Der Vor-Ort-Client-Rechner kann dazu so eingerichtet und programmiert sein, dass nummerische Merkmale zunächst auf normalisierte Merkmale mit Mittelwert m = 0.5 und einer Standardabweichung von s = 0.25 abgebildet werden, so dass etwa alle Werte (96%) im Bereich zwischen 0 und 1 liegen. Somit sind die normalisierten nummerischen Merkmale vergleichbar mit normalisierten booleschen oder nominalen Merkmalen, deren Werte ebenfalls im Bereich zwischen 0 und 1 liegen.Of the On-site client computers can be set up and programmed to do so be that numerical features initially normalized to Features with mean m = 0.5 and a standard deviation of s = 0.25, so that approximately all values (96%) in the range between 0 and 1 lie.
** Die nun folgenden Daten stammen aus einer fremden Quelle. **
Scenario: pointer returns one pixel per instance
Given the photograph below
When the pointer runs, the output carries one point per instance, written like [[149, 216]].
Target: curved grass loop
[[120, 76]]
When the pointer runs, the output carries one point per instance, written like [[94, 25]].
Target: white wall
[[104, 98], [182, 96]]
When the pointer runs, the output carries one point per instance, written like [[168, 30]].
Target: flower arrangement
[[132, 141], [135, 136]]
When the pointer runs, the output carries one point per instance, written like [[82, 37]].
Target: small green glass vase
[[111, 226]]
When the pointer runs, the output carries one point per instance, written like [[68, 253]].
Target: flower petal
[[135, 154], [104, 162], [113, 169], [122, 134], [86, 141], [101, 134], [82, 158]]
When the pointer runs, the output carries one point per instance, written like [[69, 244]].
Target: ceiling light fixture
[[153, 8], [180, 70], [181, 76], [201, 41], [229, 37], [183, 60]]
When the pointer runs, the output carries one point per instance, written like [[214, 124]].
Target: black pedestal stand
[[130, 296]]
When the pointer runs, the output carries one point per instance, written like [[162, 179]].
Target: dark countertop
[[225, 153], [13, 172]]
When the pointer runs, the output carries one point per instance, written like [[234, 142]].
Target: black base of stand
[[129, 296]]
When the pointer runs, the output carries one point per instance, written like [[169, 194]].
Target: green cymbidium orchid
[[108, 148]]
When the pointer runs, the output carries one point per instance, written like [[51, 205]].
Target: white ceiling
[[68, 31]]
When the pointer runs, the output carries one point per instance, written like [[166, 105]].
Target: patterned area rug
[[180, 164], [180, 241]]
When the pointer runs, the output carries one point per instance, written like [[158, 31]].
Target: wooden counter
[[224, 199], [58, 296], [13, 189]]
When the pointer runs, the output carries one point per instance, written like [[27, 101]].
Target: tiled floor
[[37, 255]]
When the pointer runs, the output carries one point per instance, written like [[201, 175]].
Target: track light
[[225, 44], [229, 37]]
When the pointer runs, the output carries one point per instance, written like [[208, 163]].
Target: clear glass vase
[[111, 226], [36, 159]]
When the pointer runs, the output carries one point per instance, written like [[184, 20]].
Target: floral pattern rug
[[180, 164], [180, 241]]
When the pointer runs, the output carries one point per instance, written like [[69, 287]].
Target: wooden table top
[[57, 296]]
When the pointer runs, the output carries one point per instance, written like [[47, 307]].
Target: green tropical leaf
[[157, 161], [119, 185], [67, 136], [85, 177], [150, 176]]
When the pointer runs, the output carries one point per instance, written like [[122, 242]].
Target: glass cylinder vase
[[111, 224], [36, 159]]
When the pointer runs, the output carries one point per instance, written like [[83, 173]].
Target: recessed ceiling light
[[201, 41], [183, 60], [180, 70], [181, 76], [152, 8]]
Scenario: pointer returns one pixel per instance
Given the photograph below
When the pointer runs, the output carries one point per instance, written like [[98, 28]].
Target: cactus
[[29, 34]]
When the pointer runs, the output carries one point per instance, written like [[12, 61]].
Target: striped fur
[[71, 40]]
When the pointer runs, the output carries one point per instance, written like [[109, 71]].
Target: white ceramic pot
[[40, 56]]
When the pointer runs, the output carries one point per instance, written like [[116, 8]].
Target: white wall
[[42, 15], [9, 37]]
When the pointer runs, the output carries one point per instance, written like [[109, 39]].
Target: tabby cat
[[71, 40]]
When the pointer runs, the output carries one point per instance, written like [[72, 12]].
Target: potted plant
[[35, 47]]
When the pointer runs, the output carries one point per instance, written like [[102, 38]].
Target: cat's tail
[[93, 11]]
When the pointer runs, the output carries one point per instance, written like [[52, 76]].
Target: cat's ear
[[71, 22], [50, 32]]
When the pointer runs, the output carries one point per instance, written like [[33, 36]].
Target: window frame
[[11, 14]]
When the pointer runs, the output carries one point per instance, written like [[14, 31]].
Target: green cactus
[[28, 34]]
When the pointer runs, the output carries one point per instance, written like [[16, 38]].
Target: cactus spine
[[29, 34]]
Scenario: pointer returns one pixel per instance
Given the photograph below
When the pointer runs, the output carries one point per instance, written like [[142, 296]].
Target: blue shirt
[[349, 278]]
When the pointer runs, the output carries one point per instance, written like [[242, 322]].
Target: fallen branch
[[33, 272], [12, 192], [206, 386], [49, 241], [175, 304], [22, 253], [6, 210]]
Thus, the normalized numerical Characteristics comparable to normalized boolean or nominal Characteristics whose values are also in the range between 0 and 1.

Damit beträgt der mittlere Diskretisierungsfehler für die normalisierten nummerischen Merkmale etwa 0.0013 und ist hinreichend genau für SOM-Netze.In order to is the mean discretization error for the normalized numerical features about 0.0013 and is sufficient exactly for SOM networks.

Der Vor-Ort-Client-Rechner kann dazu eingerichtet und programmiert sein, zur Ermittlung des Mittelwertes (m) und der Standardabweichung (s) des zu diskretisierenden Merkmals einen kleinen Bruchteil von etwa 1 Promille bis etwa 10% der Datensätze zu lesen um daraus für jedes nummerische Merkmal in den Daten einen vorläufigen Mittelwert (m^(vorl)) und eine vorläufige Streubreite (s^(vorl)) zu berechnen.The on-site client computer may be configured and programmed to read a small fraction of about 1 per mille to about 10% of the data sets to determine the mean (m) and standard deviation (s) of the feature to be discretized, for example each numerical feature in the data to calculate a provisional mean (m ^(vorl) ) and a preliminary spread (s ^(vorl) ).

Der Vor-Ort-Client-Rechner kann des Weiteren dazu eingerichtet und programmiert sein, alle Datensätze zu lesen und für alle nummerischen Merkmale eine vorläufige Diskretisierung basierend auf dem vorläufigen Mittelwert (m^(vorl)) und der vorläufigen Streubreite (s^(vorl)) durchzuführen.The on-premises client machine may be further configured and programmed to read all records and for all numerical features a preliminary discretization based on the preliminary mean (m ^(f) ) and the preliminary spread (s ^(f) ) perform.

Der Vor-Ort-Client-Rechner kann dabei dazu eingerichtet und programmiert sein,
65532 äquidistante Intervalle der Breite s⁽ ^vorl ⁾/256 zentriert um den vorläufigen Mittelwert (m^(vorl)), sowie
zwei offene Endintervalle ]–∞, m)vorl) – 32766 / 256·s^(vorl)[ und [m^(vorl) + 32766 / 256·s^(vorl),∞[ und zwei Intervallindizes, welche ,Wert nicht vorhanden' sowie
,ungültiger numerischer Wert' wiedergeben, und
für alle Intervalle die Häufigkeiten zu protokollieren, mit denen ein Wert in die jeweiligen Intervalle fällt.The on-site client computer can be set up and programmed to
65532 equidistant intervals of width s ⁽ ^vorl ⁾ / 256 centered around the provisional mean (m ^(vorl) ), as well as
two open end intervals] -∞, m) vorl) - 32766/256 · s ^(vorl) [and [m ^(vorl) + 32766/256 · s ^(vorl) , ∞ [and two interval ^indices , which ^contain 'value not available' and
Play 'invalid numeric value', and
for all intervals to record the frequencies with which a value falls within the respective intervals.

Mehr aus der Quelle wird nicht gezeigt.